Newt Attacks Tsongas-Loving, Worker-Firing, Gun-Taxing, Contract With America-Fearing Romney

MANCHESTER, NH - JANUARY 08: Republican presidential candidate, former Speaker of the House of Representatives Newt Gingrich arrives for a town hall meeting at the Don Quijote restaurant January 8, 2012 in Manchester, New Hampshire. Gingrich and the rest of the Republican field have taken aim with sharp attacks at front runner Mitt Romney with the New Hampshire primary only two days away. (Photo by Win McNamee/Getty Images) Photo by Win McNamee/Getty Images

MANCHESTER, N.H. – Forgetting the Occupy distraction, and forgetting the Hispanic outreach theme of the event, reporters showed up for Newt Gingrich’s event here for one big reason: The next act of the Get Romney show. Gingrich played along, using his press availability afterward to deride Romney on every bullet point on his CV.

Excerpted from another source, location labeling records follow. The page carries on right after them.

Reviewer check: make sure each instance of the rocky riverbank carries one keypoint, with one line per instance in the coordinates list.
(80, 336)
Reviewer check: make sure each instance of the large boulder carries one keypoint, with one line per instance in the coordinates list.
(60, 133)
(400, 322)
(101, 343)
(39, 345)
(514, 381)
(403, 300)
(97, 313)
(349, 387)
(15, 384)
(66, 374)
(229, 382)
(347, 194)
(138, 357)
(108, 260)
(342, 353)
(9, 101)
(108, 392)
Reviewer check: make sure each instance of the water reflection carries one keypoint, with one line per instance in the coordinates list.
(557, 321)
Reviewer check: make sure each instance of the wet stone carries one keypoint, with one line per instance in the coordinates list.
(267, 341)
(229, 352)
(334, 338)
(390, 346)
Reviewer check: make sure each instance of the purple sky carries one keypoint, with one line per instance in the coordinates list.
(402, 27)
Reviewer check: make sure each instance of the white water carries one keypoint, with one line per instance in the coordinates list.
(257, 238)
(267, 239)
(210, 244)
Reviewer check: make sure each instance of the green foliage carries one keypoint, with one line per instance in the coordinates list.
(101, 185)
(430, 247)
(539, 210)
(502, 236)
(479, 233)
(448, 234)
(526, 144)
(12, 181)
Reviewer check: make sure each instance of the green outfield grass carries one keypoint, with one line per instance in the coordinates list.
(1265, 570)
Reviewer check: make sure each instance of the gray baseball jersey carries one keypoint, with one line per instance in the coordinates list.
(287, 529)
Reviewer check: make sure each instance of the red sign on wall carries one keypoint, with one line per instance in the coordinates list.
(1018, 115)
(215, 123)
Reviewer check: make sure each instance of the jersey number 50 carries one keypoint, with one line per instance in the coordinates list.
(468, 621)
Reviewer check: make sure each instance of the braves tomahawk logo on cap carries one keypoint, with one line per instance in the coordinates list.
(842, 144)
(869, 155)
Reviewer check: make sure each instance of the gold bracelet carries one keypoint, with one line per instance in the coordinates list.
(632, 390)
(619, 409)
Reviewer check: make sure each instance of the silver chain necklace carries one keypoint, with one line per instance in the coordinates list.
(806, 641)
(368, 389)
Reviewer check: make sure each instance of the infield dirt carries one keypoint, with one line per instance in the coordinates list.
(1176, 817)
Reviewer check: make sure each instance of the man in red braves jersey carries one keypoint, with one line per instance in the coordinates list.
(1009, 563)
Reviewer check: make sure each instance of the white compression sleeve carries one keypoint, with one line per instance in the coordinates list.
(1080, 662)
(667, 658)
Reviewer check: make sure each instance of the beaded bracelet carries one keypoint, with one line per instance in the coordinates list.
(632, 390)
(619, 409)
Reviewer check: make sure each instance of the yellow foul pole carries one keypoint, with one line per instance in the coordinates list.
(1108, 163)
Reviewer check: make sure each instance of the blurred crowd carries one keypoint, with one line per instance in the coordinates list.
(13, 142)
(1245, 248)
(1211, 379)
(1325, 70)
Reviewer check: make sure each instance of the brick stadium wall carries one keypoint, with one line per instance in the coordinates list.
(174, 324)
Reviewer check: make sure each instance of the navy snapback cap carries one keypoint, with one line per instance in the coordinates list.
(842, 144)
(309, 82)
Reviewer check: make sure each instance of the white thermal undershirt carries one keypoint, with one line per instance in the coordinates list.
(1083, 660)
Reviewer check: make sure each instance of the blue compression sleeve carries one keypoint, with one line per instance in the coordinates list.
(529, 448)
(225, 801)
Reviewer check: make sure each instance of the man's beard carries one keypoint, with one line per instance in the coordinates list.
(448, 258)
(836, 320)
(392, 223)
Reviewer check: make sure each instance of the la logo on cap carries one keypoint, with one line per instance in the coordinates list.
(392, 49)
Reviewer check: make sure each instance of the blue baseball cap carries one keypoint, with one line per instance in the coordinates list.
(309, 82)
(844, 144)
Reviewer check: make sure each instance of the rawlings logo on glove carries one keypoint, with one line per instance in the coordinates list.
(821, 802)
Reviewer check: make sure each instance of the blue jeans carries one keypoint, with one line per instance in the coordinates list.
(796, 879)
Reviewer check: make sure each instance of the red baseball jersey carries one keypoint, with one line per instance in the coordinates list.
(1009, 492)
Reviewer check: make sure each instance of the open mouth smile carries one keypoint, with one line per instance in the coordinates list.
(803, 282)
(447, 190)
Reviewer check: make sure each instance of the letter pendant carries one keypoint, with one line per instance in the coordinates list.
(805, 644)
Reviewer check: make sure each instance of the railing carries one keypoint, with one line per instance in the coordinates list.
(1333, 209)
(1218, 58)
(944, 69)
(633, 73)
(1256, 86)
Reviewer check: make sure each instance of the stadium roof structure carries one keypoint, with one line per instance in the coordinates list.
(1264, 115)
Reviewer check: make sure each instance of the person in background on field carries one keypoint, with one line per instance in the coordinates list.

“I first worked with Ronald Reagan in 1974,” said Gingrich. “I worked with Reagan in the 1980s, when Mitt Romney was an independent. I worked to re-elect George H.W. Bush in 1992, when Mitt Romney was voting in the Democratic primary for Paul Tsongas. I was helping author the Contract With America in 1994, when Mitt Romney was runnin to the left of Teddy Kennedy and opposing the Contract With America. I think you can look at our career, and the two parallel timelines, and the gap between a Massachusetts moderate and a Reagan conservative are very clear.” Point being, it’s not negative to say any of this. “Bain Capital acquired a company, in essence looted it, and then laid off 1,700 people,” he said. That wasn’t negative, either. Just facts.

The inevitable question came: How well did Gingrich have to do here? He pointed, figuratively speaking, at a calendar. Get out of Mitt Romney’s backyard, and he’d be fine. Take South Carolina, for example. “When they learn that he gave approval to a tax on guns in Massachusetts,” said Gingrich, grinning broadly, “I think it’s going to be just fine in South Carolina.”

We are miles and miles away from the debate halls where Gingrich attacked “my one opponent, Barack Obama.” Ron Paul, who’s avoided some of Gingrich’s negative press attention simply by never making any pretensions of positivity, spent his last 24 hours talking the same talk. The difference is that Gingrich will move to the South, and Paul’s team is already looking at the next, under-discussed, under-organized caucus states.